Es konnte allerdings auch nicht festgestellt werden, dass die Beklagte einen nach Zahl und Sachkunde wesentlichen Teil des Personals des früheren Arbeitgebers des Klägers übernommen hat. Nach dem Vortrag der Beklagten beschäftigt sie 14 von 36 vollbeschäftigten ehemaligen Arbeitnehmern der Firma N GmbH & Co KG und weiterhin 5 von 12 Aushilfen seit dem 01.01.2006. Die übrigen von ihr eingesetzten Wachleute wurden neu eingestellt. Dies bedeutet, dass die Beklagte lediglich ca. 40% der Belegschaft des früheren Arbeitgebers des Klägers übernommen hat. Eine höhere Anzahl übernommener Arbeitnehmer hat der insoweit darlegungs- und beweispflichtige Kläger nicht dargelegt. Bei dieser Anzahl an übernommenen Mitarbeitern handelt es sich nicht um einen zahlenmäßig wesentlichen Teil des Personals.

Aber auch hinsichtlich der Sachkunde kann nicht von einem wesentlichen Teil des Personals ausgegangen werden. Zum einen setzt die Beklagte keinen der bisherigen Schichtführer für die Bewachung des Truppenübungsplatzes B ein. Sie kann deshalb auch nicht auf deren Erfahrungen bei der Bewachung des Bundeswehrgeländes und dem Einsatz der Wachleute zurückgreifen.

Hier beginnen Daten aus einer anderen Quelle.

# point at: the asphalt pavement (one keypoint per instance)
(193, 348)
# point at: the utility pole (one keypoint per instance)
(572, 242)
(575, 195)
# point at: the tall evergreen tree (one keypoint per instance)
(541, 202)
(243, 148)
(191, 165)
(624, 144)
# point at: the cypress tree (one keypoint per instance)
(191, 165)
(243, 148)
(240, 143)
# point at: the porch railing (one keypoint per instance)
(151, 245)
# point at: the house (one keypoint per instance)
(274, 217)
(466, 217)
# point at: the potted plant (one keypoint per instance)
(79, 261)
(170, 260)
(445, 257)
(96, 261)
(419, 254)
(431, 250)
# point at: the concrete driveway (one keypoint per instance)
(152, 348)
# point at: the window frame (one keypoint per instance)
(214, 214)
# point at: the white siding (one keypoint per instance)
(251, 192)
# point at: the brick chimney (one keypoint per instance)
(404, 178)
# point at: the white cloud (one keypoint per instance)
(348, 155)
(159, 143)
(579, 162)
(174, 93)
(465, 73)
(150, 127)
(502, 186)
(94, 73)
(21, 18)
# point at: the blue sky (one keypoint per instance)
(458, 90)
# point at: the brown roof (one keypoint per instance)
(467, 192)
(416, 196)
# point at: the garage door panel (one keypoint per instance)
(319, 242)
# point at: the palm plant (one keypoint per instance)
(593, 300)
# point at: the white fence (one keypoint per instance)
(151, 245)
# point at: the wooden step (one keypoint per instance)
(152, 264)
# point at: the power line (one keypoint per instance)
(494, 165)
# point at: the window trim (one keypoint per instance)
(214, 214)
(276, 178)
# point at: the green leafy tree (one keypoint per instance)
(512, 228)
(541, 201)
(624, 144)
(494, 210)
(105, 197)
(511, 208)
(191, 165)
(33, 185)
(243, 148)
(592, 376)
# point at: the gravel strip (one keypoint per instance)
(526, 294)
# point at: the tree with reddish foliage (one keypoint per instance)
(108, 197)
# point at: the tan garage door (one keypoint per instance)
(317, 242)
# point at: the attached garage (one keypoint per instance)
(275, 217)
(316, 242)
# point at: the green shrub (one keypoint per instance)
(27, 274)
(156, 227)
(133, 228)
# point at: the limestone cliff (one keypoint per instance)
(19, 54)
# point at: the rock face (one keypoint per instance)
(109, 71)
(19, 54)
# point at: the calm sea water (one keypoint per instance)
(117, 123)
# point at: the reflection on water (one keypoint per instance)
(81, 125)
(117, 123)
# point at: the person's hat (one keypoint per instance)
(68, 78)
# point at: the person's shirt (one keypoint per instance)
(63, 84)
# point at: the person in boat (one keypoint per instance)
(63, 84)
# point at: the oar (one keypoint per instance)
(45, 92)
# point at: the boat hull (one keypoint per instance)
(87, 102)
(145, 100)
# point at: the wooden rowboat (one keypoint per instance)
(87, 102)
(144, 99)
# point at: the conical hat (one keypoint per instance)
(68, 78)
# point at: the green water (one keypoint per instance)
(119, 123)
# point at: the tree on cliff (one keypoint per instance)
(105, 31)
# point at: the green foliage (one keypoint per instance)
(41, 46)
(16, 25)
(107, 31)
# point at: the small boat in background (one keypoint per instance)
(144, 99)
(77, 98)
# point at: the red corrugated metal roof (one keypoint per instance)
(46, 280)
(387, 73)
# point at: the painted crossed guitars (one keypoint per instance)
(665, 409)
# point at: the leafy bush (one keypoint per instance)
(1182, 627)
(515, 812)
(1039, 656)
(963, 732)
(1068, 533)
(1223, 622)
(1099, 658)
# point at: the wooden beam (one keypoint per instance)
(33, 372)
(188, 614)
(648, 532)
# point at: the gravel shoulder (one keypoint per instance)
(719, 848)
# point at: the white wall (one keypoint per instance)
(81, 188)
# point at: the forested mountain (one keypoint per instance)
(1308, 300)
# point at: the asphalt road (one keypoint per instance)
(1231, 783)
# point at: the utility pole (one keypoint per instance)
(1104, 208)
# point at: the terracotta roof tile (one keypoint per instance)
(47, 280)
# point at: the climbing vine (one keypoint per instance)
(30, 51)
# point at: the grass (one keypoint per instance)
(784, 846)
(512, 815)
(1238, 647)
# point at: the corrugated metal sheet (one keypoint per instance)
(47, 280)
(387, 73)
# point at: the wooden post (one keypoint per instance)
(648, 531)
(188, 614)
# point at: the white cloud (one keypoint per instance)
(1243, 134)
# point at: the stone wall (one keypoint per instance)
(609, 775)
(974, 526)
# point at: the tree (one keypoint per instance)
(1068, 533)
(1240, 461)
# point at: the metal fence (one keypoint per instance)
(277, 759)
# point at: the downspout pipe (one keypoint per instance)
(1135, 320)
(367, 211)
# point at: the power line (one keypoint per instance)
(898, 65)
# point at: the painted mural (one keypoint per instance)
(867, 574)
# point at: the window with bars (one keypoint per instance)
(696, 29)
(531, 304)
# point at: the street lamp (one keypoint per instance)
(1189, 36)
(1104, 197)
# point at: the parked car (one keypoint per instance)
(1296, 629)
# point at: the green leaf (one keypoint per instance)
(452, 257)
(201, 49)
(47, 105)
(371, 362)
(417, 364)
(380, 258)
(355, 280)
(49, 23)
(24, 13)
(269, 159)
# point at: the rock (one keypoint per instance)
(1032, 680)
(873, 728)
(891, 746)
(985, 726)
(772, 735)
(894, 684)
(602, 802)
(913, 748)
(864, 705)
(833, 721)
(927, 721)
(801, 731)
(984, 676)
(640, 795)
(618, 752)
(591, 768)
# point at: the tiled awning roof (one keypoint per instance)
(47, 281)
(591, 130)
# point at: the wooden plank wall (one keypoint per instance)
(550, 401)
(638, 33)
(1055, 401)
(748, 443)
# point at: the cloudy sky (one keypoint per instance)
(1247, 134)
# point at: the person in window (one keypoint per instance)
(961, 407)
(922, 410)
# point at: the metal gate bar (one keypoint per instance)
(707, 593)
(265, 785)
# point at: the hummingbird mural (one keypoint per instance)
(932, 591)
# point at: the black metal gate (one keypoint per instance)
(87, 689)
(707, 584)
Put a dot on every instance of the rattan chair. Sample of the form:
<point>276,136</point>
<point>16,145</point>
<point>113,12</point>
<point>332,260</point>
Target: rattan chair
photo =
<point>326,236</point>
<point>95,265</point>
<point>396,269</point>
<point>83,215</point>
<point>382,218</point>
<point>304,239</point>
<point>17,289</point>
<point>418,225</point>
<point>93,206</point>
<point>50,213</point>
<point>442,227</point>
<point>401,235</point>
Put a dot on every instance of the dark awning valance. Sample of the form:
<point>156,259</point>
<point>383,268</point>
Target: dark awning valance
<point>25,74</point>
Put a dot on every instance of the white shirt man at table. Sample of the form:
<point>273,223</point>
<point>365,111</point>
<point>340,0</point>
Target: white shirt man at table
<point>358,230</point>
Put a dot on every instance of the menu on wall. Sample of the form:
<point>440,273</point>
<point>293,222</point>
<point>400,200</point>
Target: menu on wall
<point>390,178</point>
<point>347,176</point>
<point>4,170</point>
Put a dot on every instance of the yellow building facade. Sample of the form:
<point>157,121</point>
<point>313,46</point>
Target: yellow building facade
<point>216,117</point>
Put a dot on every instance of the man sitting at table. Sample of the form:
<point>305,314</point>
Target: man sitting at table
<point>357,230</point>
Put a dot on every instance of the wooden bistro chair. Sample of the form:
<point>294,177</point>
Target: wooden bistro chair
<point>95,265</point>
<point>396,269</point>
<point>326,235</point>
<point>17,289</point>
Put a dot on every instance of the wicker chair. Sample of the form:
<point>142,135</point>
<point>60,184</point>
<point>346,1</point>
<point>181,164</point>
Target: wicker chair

Zum anderen ist die Kammer trotz der Größe des zu bewachenden Geländes nicht zu der Überzeugung gelangt, dass die Wachleute für ihre Tätigkeit spezielle Sachkenntnisse benötigen, die über die Kenntnisse hinausgehen, die für die Bewachung jedes anderen Truppenübungsplatzes in der Bundesrepublik Deutschland erforderlich sind. Vielmehr handelt es sich auch nach dem Sachvortrag des Klägers um typische Überwachungstätigkeiten, die in relativ kurzer Zeit erlernbar sind.

Unerheblich ist schließlich, dass sich nach dem Vortrag des Klägers die Arbeitsorganisation bei der Beklagten nicht wesentlich unterscheidet von der Arbeitsorganisation bei der früheren Arbeitgeberin des Klägers. Diese ist vielmehr vorgegeben durch den erteilten Bewachungsauftrag und die von der Bundeswehr herausgegebene Wachanweisung für das Wachkommando der zivilen Wache. Ähnlichkeiten sind deshalb unvermeidbar, weshalb dieser Gesichtspunkt für die Unterscheidung zwischen einer reinen Auftragsnachfolge und einem Betriebsübergang nicht von entscheidender Bedeutung ist.

Zusammenfassend ist somit festzustellen, dass nicht hinreichende Anhaltspunkte dafür vorliegen, dass tatsächlich ein Betriebsübergang auf die Beklagte erfolgt ist. Dem Kläger steht deshalb auch ein Anspruch auf Einstellung ab 01.01.2006 nicht zu.

Die Berufung des Klägers war mit der Kostenfolge des § 97 ZPO zurückzuweisen.

Die Zulassung der Revision beruht auf § 72 Abs. 2 Nr. 1 ArbGG.